Millennials: they are selfish, narcissistic, lazy, entitled, and permanently attached to their phones. If they’re not tweeting the latest inconsequential life update, then they’re posting a continuous stream of selfies. They expect instant gratification and are baffled when they don’t receive what they demand. The list of stereotypes continues, little of it flattering.
Regardless, brands and advertisers are racing to appeal to this generation. Born between 1981 and 2000, millennials represent the largest generational group in the history of the United States, with over 84 million people. They will make up half of the national workforce by 2020 and will hold significant sway over brands with their purchasing power. With so many companies vying for the attention of an already distracted group, Scratch’s Anne Hubert offered new insights about how to engage this demographic. (See below for a full video of the presentation.)
Scratch is a division of Viacom that uses the company’s range of media networks to better understand millennials. Over the past few years, Hubert and her team have been able to generate unique insights—she listed 13 at this year’s Customer Insights Conference—that show a multidimensional picture of millennials extending beyond selfies and social media. If companies are unable to stay relevant to this powerful group, they risk losing one of their largest demographics.
For instance, Hubert noted that millennials possess a deep and contradictory mix of drive and insecurity. They are confident that they will achieve success in the future—after all, they’ve been earning 12th-place medals for participation since elementary school. At the same time, an environment where everyone from parents to teachers is saying you’ll be great has inspired insecurity around living up to one’s potential. Hubert showed how Levi’s has tapped into this contradiction.

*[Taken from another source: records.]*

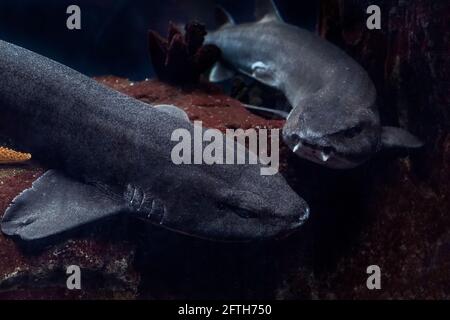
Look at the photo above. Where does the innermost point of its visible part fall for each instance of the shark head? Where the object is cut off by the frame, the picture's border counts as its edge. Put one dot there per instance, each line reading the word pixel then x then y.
pixel 233 203
pixel 339 135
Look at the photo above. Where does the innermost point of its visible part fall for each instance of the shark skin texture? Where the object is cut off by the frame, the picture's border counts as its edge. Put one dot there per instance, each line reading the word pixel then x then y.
pixel 110 154
pixel 334 119
pixel 8 156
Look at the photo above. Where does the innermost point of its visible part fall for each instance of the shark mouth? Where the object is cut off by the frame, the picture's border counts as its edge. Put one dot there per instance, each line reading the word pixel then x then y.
pixel 327 155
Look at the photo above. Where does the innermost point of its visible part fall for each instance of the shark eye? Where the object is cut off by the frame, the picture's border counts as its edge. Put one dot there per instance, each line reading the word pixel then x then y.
pixel 352 132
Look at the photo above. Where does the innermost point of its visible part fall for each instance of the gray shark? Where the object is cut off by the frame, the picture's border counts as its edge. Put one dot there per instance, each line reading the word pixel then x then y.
pixel 334 119
pixel 109 153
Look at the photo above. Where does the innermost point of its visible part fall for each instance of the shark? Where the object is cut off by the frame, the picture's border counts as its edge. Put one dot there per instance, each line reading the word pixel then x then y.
pixel 334 119
pixel 109 154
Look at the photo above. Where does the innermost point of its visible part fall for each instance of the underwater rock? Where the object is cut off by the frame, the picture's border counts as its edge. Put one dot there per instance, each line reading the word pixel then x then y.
pixel 110 253
pixel 182 58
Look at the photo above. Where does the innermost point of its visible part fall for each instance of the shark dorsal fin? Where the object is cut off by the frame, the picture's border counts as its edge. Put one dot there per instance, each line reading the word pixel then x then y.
pixel 223 17
pixel 266 10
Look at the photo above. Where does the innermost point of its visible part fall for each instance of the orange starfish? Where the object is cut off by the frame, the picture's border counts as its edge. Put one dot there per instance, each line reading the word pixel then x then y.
pixel 8 156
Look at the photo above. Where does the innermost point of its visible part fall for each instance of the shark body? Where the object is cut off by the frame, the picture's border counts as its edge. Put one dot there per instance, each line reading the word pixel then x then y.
pixel 109 153
pixel 334 118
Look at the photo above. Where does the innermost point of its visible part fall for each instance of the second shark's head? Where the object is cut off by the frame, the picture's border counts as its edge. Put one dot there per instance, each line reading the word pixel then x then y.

It’s also important to realize that millennials do not seek to rebel from authority, like generations before them, but rather to work with authority. Careers are something always on their minds—they look for jobs they are truly passionate about, and want to work for brands they genuinely believe in. In the office, millennials are interested in cultivating relationships around mentorship and guidance rather than simply following orders from a distant and disengaged boss.

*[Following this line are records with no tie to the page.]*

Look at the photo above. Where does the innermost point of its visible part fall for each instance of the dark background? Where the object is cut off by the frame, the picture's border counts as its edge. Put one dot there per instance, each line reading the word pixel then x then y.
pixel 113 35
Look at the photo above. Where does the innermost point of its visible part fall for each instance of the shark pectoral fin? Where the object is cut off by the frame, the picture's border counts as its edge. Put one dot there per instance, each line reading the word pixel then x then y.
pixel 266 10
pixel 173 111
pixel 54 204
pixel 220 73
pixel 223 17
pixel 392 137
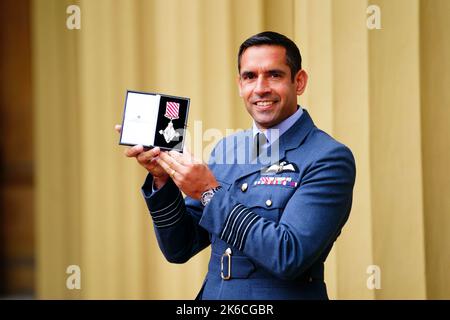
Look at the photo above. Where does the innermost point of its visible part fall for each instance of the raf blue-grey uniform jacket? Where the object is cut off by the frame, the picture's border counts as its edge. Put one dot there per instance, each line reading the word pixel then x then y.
pixel 279 225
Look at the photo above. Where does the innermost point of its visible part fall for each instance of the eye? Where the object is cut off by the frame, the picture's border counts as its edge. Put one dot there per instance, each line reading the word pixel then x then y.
pixel 248 76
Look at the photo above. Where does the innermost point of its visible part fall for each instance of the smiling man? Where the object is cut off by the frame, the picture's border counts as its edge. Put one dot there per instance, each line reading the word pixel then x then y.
pixel 270 225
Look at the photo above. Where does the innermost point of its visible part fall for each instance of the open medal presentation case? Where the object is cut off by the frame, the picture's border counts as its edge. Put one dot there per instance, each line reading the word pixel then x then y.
pixel 154 120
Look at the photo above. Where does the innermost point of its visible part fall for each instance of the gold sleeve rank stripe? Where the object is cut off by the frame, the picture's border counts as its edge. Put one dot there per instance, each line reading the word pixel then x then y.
pixel 237 226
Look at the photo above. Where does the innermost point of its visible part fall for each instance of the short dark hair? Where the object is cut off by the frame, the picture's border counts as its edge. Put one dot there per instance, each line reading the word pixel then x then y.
pixel 293 57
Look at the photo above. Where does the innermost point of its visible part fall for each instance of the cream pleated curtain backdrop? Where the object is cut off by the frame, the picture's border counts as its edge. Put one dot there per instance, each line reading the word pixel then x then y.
pixel 381 92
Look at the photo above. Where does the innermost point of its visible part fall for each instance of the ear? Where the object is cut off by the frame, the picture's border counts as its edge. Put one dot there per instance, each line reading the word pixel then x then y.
pixel 301 79
pixel 238 81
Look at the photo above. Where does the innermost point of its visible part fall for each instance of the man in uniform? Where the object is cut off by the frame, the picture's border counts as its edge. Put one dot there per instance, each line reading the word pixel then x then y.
pixel 272 223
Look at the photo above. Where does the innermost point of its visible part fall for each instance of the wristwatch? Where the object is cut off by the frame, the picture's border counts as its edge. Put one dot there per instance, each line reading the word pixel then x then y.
pixel 208 194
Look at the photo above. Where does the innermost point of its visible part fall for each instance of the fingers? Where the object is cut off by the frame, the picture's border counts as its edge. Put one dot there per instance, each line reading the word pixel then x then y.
pixel 134 151
pixel 165 160
pixel 145 157
pixel 181 158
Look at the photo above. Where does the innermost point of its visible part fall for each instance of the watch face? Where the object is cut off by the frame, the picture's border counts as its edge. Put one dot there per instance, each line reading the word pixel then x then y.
pixel 206 197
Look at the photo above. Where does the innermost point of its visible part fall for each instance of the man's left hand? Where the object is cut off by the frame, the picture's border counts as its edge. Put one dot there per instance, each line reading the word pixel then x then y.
pixel 190 175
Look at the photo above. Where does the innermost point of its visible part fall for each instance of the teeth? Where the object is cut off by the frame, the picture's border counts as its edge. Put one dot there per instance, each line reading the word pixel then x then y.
pixel 264 103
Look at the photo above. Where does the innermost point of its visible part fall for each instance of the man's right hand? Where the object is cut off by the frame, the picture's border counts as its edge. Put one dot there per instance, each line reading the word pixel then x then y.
pixel 147 159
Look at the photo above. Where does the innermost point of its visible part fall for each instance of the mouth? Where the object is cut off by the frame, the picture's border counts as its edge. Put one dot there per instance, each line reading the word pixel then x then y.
pixel 264 104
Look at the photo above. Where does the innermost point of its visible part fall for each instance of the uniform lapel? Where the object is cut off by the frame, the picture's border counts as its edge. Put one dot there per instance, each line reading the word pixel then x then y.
pixel 291 139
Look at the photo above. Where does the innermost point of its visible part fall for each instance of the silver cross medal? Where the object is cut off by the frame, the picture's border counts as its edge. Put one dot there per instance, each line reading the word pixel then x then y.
pixel 172 112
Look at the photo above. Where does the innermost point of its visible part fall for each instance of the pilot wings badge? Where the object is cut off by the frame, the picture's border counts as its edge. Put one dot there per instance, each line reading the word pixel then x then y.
pixel 172 112
pixel 281 167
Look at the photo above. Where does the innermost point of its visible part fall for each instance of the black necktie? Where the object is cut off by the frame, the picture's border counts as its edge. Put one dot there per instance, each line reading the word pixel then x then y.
pixel 259 142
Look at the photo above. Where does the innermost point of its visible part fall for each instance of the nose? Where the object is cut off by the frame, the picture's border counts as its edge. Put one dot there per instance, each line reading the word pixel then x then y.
pixel 262 86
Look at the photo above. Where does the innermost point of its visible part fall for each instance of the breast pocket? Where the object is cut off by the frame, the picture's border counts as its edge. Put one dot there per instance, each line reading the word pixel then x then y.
pixel 268 201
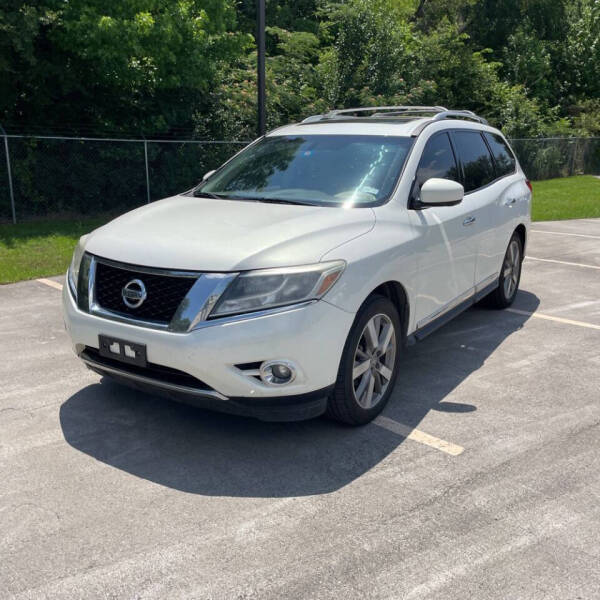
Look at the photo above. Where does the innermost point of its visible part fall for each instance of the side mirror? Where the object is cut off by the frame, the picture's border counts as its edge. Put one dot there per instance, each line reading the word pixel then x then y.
pixel 441 192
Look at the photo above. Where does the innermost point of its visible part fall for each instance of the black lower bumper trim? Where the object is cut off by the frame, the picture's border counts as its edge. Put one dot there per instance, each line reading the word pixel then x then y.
pixel 281 408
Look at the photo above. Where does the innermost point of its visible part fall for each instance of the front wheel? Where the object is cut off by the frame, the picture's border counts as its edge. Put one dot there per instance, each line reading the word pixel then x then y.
pixel 510 275
pixel 369 364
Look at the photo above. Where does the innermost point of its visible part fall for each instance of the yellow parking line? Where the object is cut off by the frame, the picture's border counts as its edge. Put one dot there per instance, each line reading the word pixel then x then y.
pixel 563 262
pixel 596 237
pixel 49 282
pixel 418 436
pixel 550 318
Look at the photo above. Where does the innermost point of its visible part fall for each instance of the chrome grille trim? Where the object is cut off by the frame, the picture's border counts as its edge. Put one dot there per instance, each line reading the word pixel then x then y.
pixel 193 309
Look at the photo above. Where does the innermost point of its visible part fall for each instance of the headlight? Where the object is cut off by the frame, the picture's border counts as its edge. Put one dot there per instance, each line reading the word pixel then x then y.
pixel 268 288
pixel 75 263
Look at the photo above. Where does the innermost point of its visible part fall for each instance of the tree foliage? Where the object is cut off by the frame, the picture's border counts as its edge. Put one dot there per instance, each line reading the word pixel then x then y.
pixel 177 67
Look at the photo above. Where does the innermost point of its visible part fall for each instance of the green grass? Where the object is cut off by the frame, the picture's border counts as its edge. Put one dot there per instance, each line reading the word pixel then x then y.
pixel 566 198
pixel 38 249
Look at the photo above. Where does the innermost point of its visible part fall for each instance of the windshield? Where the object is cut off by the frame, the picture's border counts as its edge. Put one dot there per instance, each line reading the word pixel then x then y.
pixel 323 170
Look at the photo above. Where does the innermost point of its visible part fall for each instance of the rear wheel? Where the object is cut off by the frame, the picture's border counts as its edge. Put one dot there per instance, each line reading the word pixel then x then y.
pixel 510 274
pixel 369 364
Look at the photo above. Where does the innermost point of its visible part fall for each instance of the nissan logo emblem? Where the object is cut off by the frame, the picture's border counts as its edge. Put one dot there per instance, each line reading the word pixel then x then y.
pixel 134 293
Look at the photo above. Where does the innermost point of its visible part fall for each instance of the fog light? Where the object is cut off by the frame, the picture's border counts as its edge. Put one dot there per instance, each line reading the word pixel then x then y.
pixel 277 372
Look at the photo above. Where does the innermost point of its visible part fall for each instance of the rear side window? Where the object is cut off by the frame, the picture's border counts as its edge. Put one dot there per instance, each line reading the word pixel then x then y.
pixel 476 159
pixel 437 160
pixel 505 160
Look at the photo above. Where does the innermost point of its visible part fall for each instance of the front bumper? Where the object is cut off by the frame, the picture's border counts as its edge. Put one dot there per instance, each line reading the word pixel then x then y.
pixel 311 336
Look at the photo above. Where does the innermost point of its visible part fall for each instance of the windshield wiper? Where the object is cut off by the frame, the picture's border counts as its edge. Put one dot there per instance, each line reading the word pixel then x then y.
pixel 279 201
pixel 200 194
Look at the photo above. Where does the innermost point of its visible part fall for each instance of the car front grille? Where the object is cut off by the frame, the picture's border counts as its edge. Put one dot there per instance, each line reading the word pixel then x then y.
pixel 164 292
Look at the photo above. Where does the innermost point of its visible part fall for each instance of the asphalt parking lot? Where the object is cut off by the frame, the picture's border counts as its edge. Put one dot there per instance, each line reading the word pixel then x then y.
pixel 481 480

Millennial influence also extends beyond their own purchases. This generation grew up at the center of family life and parents of this generation are their biggest supporters and confidants, attending every soccer match, dance recital, or school play. With their appetite for technology and quick access to unlimited information, millennials act as “CTOs of the family,” said Hubert, playing a significant role in deciding everything from where to go for family vacation to which brands to buy for a new dishwasher or afterschool snack.

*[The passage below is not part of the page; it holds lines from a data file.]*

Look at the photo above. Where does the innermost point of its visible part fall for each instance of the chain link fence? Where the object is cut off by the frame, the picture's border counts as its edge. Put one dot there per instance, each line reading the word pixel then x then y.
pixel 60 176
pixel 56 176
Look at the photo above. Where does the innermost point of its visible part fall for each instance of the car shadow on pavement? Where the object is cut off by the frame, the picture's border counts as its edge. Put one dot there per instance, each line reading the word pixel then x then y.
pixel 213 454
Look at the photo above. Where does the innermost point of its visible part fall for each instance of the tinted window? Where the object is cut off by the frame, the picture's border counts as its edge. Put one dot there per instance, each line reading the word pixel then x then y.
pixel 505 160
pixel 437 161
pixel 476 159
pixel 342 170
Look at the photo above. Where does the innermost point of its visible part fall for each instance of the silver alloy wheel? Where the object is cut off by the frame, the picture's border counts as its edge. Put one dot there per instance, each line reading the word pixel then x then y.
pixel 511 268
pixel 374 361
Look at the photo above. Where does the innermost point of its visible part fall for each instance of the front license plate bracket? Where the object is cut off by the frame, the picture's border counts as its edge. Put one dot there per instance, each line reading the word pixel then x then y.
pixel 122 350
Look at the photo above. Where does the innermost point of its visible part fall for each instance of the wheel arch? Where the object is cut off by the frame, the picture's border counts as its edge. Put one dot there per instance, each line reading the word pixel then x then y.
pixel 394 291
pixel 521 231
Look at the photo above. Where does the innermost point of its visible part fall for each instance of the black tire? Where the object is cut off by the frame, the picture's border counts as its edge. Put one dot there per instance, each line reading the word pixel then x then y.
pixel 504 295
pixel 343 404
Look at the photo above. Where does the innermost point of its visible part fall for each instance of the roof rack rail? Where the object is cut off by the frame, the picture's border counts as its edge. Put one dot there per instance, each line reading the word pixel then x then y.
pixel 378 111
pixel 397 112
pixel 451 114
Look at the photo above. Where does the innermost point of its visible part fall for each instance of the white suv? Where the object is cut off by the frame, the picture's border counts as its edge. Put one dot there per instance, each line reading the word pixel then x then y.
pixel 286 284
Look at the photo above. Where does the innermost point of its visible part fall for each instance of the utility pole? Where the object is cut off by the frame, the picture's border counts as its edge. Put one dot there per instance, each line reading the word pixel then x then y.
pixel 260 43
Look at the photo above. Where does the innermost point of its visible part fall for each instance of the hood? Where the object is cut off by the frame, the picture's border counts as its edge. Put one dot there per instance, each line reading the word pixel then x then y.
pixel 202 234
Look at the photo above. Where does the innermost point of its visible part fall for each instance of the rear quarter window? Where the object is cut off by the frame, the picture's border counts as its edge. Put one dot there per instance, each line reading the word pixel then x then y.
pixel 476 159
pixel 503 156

According to Hubert, brands need to be both loved and be different in order to stay appealing to millennials. Entire industries risk being disrupted if there are no attractive options; banking, for instance, is at particularly high risk. In one survey that Hubert presented, millennials feel little to no loyalty to their particular bank, believing there to be few differences between the many options. This leaves the opportunity for new startups to disrupt the industry with innovative ideas that offer appealing financial services, like improved mobile banking or linked mobile payments and social networks.
Millennials are not an easy demographic to please, as they are constantly challenging brands to be more innovative. By better understanding their mindset, brands can not only differentiate themselves, but also gain millennial love—the two essential ingredients for remaining relevant during this generational upheaval.